Mortar has joined Datadog, the leading SaaS-based monitoring service for cloud applications. Read more about what this means here.

Run an Example Against MongoDB

Now that you have your Mortar project set up we're going to run an example Pig script using MongoDB data.

Choose Your Own Adventure

For this example, we will work with a small collection of tweets. From our data, we'll answer an interesting question: which hour of the day do people tweet most about being excited?

You can choose to run this example via one of two connection strategies: Direct Mongo Connection or Mongodump Data in S3. Use whichever one you'd like to learn more about.

The main instructions will assume that you're using Direct Mongo Connection, but we will also provide special instructions for the alternate strategy in sections like:

Mongodump Data in S3

These sections will provide details for reading data from a mongodump backup stored on Amazon S3. We've got a mongodump backup of the tweets database in our S3 bucket that you can use for the example.

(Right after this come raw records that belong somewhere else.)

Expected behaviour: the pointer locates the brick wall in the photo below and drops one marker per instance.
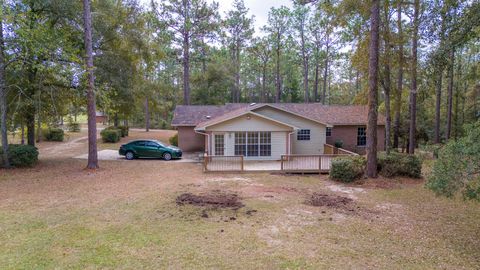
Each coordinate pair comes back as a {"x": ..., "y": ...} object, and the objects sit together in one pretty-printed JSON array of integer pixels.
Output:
[
  {"x": 348, "y": 134},
  {"x": 189, "y": 141}
]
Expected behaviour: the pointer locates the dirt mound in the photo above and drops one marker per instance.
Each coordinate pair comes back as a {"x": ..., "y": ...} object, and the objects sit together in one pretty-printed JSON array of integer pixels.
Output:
[
  {"x": 211, "y": 200},
  {"x": 326, "y": 200}
]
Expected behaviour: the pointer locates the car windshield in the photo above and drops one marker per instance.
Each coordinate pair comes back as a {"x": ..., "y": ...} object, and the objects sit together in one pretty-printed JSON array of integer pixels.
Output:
[{"x": 160, "y": 143}]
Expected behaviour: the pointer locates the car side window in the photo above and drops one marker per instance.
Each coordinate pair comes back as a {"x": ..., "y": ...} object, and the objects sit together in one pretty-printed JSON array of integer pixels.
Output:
[{"x": 152, "y": 144}]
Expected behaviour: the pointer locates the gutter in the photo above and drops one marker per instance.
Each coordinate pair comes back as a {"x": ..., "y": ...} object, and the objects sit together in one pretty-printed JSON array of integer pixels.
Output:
[
  {"x": 289, "y": 152},
  {"x": 207, "y": 148}
]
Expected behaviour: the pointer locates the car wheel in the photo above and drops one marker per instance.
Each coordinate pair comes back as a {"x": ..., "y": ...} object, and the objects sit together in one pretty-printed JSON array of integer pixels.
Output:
[
  {"x": 167, "y": 156},
  {"x": 129, "y": 155}
]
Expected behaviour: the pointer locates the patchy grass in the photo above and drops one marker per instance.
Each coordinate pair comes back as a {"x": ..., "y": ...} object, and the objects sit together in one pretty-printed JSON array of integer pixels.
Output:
[{"x": 125, "y": 215}]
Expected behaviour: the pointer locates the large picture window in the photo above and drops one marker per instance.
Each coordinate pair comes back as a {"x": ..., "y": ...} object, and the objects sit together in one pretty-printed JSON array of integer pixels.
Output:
[
  {"x": 329, "y": 132},
  {"x": 303, "y": 135},
  {"x": 253, "y": 144},
  {"x": 219, "y": 145},
  {"x": 362, "y": 136}
]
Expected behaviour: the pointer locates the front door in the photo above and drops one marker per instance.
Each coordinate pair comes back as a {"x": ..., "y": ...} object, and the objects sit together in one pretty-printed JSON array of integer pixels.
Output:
[{"x": 219, "y": 144}]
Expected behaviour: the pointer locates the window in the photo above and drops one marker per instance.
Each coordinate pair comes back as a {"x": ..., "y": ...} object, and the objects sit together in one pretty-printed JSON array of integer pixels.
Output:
[
  {"x": 219, "y": 145},
  {"x": 253, "y": 144},
  {"x": 329, "y": 132},
  {"x": 240, "y": 144},
  {"x": 362, "y": 136},
  {"x": 151, "y": 144},
  {"x": 265, "y": 144},
  {"x": 303, "y": 135}
]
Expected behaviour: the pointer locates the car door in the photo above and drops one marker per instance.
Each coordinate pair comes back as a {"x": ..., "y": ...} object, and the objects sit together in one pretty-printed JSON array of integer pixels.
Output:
[
  {"x": 140, "y": 148},
  {"x": 153, "y": 149}
]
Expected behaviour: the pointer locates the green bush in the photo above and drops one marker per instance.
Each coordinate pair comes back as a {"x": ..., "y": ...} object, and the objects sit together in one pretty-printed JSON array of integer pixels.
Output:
[
  {"x": 124, "y": 130},
  {"x": 347, "y": 169},
  {"x": 174, "y": 140},
  {"x": 21, "y": 155},
  {"x": 53, "y": 134},
  {"x": 73, "y": 127},
  {"x": 110, "y": 135},
  {"x": 458, "y": 165},
  {"x": 398, "y": 164}
]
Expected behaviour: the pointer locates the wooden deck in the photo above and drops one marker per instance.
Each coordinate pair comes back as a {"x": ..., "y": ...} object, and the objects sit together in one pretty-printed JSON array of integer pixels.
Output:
[{"x": 287, "y": 164}]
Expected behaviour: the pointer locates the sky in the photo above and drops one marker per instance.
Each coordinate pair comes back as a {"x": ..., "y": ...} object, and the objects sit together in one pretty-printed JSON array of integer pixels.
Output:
[{"x": 258, "y": 8}]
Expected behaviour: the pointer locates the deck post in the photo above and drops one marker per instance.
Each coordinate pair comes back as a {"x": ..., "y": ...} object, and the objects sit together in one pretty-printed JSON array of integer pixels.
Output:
[
  {"x": 320, "y": 164},
  {"x": 205, "y": 162}
]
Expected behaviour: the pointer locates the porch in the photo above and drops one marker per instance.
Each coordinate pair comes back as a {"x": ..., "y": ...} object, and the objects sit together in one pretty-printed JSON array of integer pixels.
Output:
[{"x": 287, "y": 163}]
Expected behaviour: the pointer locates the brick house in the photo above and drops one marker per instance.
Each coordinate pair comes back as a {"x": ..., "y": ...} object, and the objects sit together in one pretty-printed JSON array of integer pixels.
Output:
[{"x": 267, "y": 131}]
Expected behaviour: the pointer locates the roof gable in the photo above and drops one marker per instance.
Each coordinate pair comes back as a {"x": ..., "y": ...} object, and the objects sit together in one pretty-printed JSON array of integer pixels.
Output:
[
  {"x": 237, "y": 114},
  {"x": 193, "y": 115}
]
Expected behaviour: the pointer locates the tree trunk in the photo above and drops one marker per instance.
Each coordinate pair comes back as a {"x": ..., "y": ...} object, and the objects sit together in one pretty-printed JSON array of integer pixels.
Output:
[
  {"x": 92, "y": 126},
  {"x": 186, "y": 69},
  {"x": 22, "y": 127},
  {"x": 387, "y": 82},
  {"x": 438, "y": 85},
  {"x": 450, "y": 94},
  {"x": 264, "y": 77},
  {"x": 147, "y": 116},
  {"x": 278, "y": 96},
  {"x": 325, "y": 73},
  {"x": 438, "y": 103},
  {"x": 237, "y": 73},
  {"x": 413, "y": 86},
  {"x": 3, "y": 97},
  {"x": 398, "y": 93},
  {"x": 373, "y": 90},
  {"x": 315, "y": 84}
]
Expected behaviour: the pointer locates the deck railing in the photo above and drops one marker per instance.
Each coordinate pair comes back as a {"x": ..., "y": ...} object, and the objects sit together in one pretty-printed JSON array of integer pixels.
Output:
[
  {"x": 307, "y": 163},
  {"x": 223, "y": 163},
  {"x": 329, "y": 149}
]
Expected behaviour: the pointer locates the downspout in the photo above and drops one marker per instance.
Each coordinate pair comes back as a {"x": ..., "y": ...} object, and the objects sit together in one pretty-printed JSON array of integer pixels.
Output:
[
  {"x": 207, "y": 148},
  {"x": 289, "y": 142}
]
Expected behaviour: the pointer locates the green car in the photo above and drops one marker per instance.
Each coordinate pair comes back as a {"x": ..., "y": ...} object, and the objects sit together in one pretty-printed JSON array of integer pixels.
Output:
[{"x": 149, "y": 149}]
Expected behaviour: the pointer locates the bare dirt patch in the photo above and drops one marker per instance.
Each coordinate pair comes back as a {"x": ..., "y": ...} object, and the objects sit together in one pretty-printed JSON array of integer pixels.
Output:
[
  {"x": 211, "y": 200},
  {"x": 331, "y": 201}
]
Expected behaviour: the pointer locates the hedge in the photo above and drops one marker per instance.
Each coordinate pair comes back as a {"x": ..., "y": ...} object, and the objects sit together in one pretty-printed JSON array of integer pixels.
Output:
[
  {"x": 53, "y": 134},
  {"x": 398, "y": 164},
  {"x": 21, "y": 155},
  {"x": 110, "y": 135},
  {"x": 348, "y": 168}
]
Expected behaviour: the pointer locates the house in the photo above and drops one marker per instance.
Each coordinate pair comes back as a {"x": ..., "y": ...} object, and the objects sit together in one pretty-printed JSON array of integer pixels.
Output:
[
  {"x": 267, "y": 131},
  {"x": 100, "y": 118}
]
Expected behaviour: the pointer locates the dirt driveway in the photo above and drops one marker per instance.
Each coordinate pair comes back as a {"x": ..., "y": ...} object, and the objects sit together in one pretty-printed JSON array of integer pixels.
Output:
[{"x": 148, "y": 214}]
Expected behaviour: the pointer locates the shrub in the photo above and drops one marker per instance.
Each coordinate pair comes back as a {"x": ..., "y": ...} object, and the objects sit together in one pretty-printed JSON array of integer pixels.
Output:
[
  {"x": 123, "y": 130},
  {"x": 347, "y": 169},
  {"x": 73, "y": 127},
  {"x": 53, "y": 134},
  {"x": 458, "y": 165},
  {"x": 21, "y": 155},
  {"x": 398, "y": 164},
  {"x": 111, "y": 135},
  {"x": 174, "y": 140}
]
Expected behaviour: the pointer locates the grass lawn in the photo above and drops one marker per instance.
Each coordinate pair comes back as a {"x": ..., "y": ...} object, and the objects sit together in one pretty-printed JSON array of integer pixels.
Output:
[{"x": 125, "y": 216}]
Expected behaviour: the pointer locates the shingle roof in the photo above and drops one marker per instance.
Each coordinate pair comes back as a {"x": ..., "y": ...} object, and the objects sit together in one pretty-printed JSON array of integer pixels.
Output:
[{"x": 330, "y": 114}]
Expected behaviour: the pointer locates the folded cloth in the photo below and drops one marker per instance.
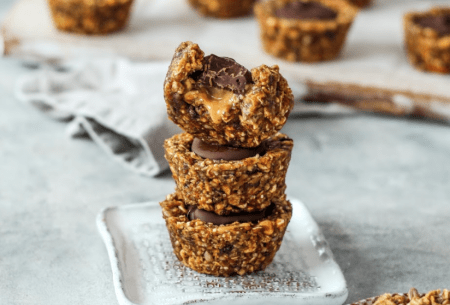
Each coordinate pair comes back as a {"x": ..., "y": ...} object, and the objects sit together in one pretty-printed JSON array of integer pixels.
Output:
[{"x": 118, "y": 103}]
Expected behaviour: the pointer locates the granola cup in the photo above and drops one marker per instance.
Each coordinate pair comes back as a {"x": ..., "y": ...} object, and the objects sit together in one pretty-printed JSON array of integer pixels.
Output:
[
  {"x": 361, "y": 3},
  {"x": 225, "y": 187},
  {"x": 90, "y": 17},
  {"x": 304, "y": 40},
  {"x": 225, "y": 250},
  {"x": 245, "y": 119},
  {"x": 426, "y": 49},
  {"x": 223, "y": 8},
  {"x": 413, "y": 297}
]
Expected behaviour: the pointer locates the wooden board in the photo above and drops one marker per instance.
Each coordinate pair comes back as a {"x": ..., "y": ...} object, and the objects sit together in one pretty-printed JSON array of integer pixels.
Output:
[{"x": 371, "y": 74}]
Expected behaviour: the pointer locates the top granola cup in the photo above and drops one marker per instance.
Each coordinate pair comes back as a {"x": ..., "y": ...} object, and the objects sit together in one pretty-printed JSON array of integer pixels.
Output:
[
  {"x": 223, "y": 8},
  {"x": 225, "y": 116},
  {"x": 413, "y": 297},
  {"x": 306, "y": 40},
  {"x": 426, "y": 48},
  {"x": 90, "y": 17}
]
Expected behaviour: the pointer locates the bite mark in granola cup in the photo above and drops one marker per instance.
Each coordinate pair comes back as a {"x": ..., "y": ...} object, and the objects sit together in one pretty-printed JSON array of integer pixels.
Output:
[
  {"x": 427, "y": 49},
  {"x": 225, "y": 250},
  {"x": 225, "y": 187},
  {"x": 305, "y": 40},
  {"x": 90, "y": 17},
  {"x": 222, "y": 116},
  {"x": 223, "y": 8}
]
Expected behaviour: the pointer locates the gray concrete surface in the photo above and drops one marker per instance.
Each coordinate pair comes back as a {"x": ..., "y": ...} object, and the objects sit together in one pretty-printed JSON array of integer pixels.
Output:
[{"x": 379, "y": 188}]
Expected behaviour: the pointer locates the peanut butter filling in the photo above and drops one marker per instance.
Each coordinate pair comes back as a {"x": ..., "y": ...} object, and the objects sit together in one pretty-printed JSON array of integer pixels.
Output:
[{"x": 217, "y": 101}]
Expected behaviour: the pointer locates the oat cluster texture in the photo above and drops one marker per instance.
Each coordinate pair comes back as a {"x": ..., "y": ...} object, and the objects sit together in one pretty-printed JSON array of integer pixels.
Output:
[
  {"x": 90, "y": 17},
  {"x": 252, "y": 111},
  {"x": 426, "y": 49}
]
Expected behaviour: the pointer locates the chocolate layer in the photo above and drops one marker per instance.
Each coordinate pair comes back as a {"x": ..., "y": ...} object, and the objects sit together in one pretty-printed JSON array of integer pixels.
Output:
[
  {"x": 221, "y": 152},
  {"x": 440, "y": 23},
  {"x": 211, "y": 217},
  {"x": 305, "y": 10},
  {"x": 223, "y": 73}
]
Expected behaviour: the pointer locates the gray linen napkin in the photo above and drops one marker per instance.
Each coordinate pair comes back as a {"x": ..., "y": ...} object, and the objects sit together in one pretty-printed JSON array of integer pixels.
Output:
[{"x": 118, "y": 103}]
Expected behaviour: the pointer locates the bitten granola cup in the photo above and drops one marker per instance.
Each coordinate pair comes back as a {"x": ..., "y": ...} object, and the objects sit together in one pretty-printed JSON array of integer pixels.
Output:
[
  {"x": 90, "y": 17},
  {"x": 221, "y": 102},
  {"x": 427, "y": 39},
  {"x": 224, "y": 250},
  {"x": 318, "y": 36},
  {"x": 223, "y": 186},
  {"x": 223, "y": 8}
]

Setting up your Development Environment

Before getting into the details of our project, you should take a minute to set up your development environment. The first thing to do is pick an editor you want to use for viewing and working with code. If you don't already have a favorite editor you can review some options here.

The second thing to do is to open a terminal and change to the root directory of your Mortar project. This terminal will be used to run various commands while working with your project.

Open pigscripts/tweets_by_time_block.pig in your code editor. This is a script written in Apache Pig that searches for tweets that match a phrase and then counts the number of occurrences by hour of day. We'll cover how to write your own Pig code in a later tutorial. For now we are just going to work through the different sections of this pigscript, explaining what they do.


Registering Custom Python Code

register '../udfs/jython/timeutils.py' using jython as timeutils;

Our first line registers a custom Jython script for use in our Pig script. In Hadoop, custom code is called a User-Defined Function (UDF). UDFs can be written in several languages--Python, Jython, Java, and Ruby--here we're using Jython.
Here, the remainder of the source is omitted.